A questo punto si trattava di trovare un rettore per il nuovo Istituto che, al momento, era formato dal solo fondatore. Comboni si è ricordato del suo vecchio compagno di missione, don Dal Bosco, ormai l’unico superstite di quella spedizione. Anche in don Dal Bosco l’amore per la missione bruciava come una fiamma viva, e accettò l’incarico consentendo così a Comboni di muoversi a suo agio tra l’Africa e l’Europa in cerca di missionari e di aiuti per la missione.
Morto a 38 anni
La sede del nuovo Istituto era in un poverissimo stabile preso in affitto presso la chiesa di San Pietro Incarnario, Verona… Ma le opere di Dio devono avere il sigillo della croce. Ed ecco che, l’anno dopo, tornando ammalato da Bamberga, Germania, dove era andato per l’assemblea generale sulle missioni, don Dal Bosco ha dovuto mettersi a letto e il 15 dicembre 1868 moriva. Aveva 38 anni.

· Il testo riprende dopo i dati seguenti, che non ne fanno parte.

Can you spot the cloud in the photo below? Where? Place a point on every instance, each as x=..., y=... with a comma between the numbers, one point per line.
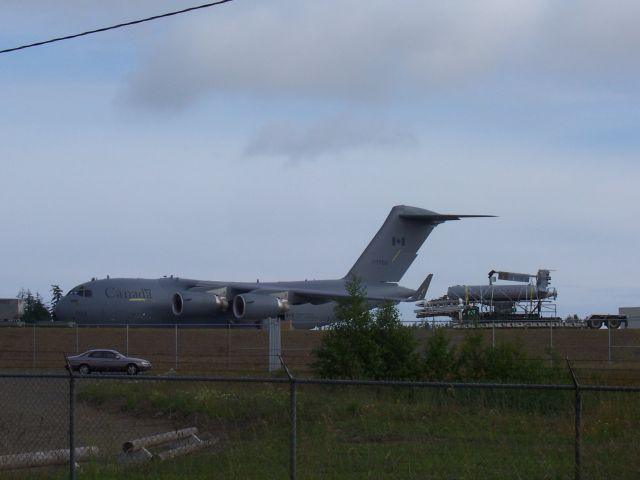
x=330, y=135
x=374, y=50
x=322, y=49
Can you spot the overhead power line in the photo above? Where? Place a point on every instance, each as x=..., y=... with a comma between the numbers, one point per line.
x=113, y=27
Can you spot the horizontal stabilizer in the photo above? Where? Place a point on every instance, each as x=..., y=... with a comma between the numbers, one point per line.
x=421, y=292
x=437, y=217
x=395, y=246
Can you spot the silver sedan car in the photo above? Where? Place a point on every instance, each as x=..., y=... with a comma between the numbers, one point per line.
x=106, y=361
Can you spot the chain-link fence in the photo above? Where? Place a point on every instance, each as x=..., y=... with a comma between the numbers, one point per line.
x=237, y=349
x=151, y=427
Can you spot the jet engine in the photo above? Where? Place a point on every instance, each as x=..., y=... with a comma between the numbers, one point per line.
x=252, y=306
x=197, y=304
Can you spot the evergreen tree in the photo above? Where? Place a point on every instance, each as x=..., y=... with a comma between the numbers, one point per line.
x=56, y=295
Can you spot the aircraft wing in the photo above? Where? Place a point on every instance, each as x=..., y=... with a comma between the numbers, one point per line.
x=296, y=294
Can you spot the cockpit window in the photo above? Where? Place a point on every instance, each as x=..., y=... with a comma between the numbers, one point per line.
x=81, y=292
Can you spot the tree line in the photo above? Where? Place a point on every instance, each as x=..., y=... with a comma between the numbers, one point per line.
x=35, y=309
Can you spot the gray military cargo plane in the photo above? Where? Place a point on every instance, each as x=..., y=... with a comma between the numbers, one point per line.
x=306, y=304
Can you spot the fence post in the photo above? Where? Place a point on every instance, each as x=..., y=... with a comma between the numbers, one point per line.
x=578, y=416
x=72, y=422
x=293, y=432
x=34, y=344
x=609, y=337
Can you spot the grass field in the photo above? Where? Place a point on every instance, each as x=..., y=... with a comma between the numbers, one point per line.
x=366, y=432
x=240, y=351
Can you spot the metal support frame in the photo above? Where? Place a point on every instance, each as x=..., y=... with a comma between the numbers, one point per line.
x=293, y=422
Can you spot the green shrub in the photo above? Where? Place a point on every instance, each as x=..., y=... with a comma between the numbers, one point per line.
x=367, y=344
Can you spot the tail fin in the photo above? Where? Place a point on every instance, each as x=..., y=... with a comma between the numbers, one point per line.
x=394, y=248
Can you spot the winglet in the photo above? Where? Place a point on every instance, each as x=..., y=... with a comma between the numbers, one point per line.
x=421, y=292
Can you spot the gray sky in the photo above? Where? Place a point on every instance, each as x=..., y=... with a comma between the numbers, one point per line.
x=270, y=139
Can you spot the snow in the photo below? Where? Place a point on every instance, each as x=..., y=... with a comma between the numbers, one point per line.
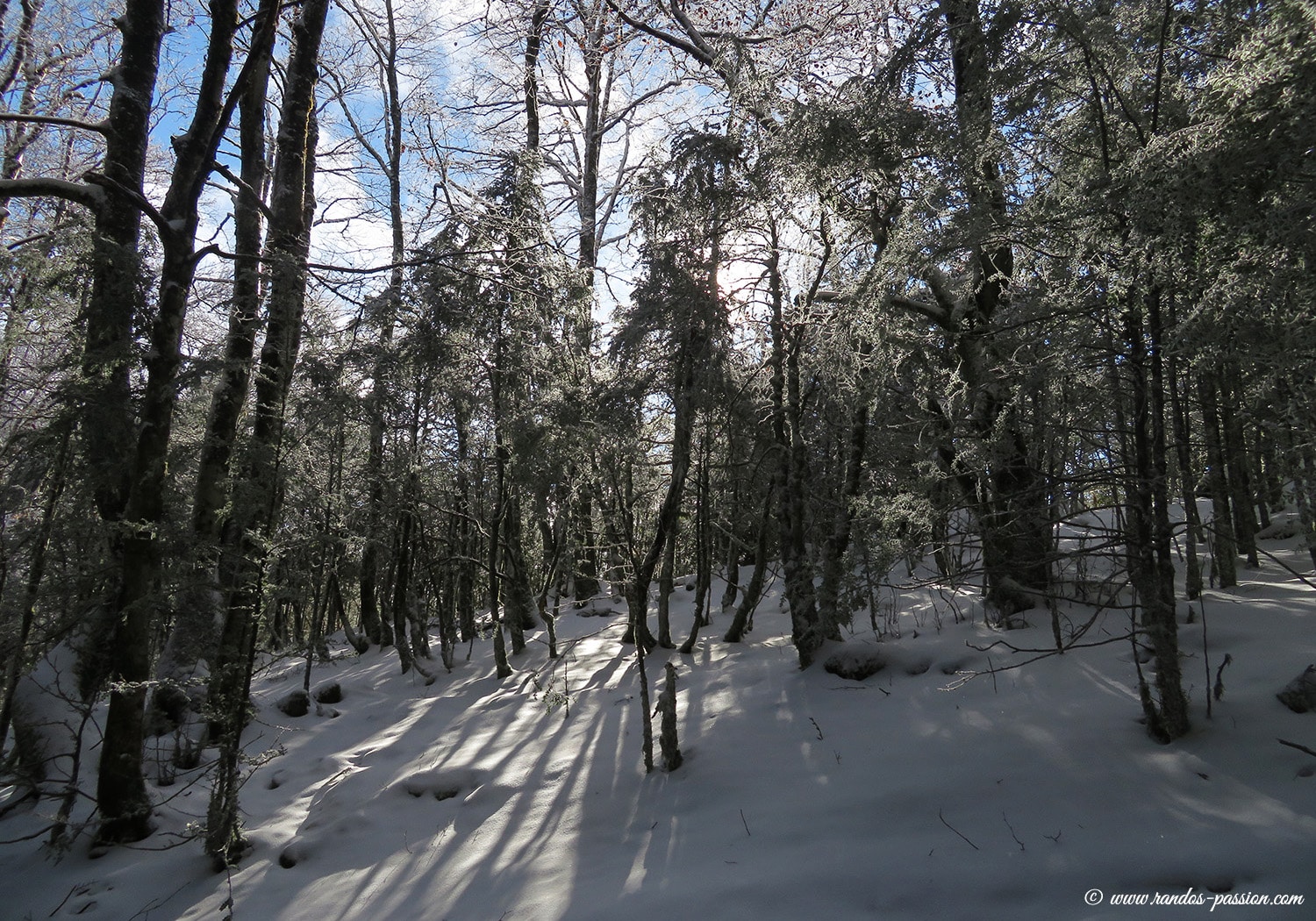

Comboni ha scritto di lui: “Nominai superiore del Collegio il pio e dotto don Alessandro Dal Bosco, che prima lavorò con me come missionario nell’Africa centrale. Non si poteva pensare ad una persona più indicata per questo compito. Un uomo austero di costumi, profondo conoscitore dello spirito umano e degli ostacoli dell’attività missionaria nell’Africa centrale, amabile nel tratto, convincente nei suoi argomenti, profondo conoscitore della dogmatica, della morale, del diritto canonico, della storia, dei costumi dell’Oriente, delle tribù nere, dell’arabo, dell’italiano, del francese, del tedesco, dell’inglese, del nubano, del greco, ecc. A me parve che in quest’uomo il cielo avesse fatto un regalo alla nascente opera per la quale egli ha dato la vita. Ma purtroppo gli strapazzi dell’apostolato in Africa e una malattia addominale che incominciò a svilupparsi ancora a Khartoum lo hanno portato alla tomba. La sua è stata una perdita amara per l’Istituto”.
Già nel 1868 don Dal Bosco pensava di iniziare la pubblicazione del primo numero degli Annali del Buon Pastore che saranno stampati poi da Comboni dal 1872. “In quanto a me – ha scritto Dal Bosco nel 1868 – penso di compilare per giugno un numero (che sarà il primo) dei nostri Annali ma, viva il cielo, il tempo e le forze mancano”. Era anche segretario e vicedirettore generale dell’Associazione del Buon Pastore di cui l’Istituto di Comboni faceva parte.
Di don Dal Bosco è stata scritta una commovente memoria redatta da due “morette” che lo dicono “fornito delle più rare doti, delle più squisite virtù, vittima delle fatiche e dei malori che ha sostenuto nei nostri miseri paesi.”. Don Dal Bosco è stato una tappa fondamentale nel cammino di Comboni per la realizzazione del suo Istituto.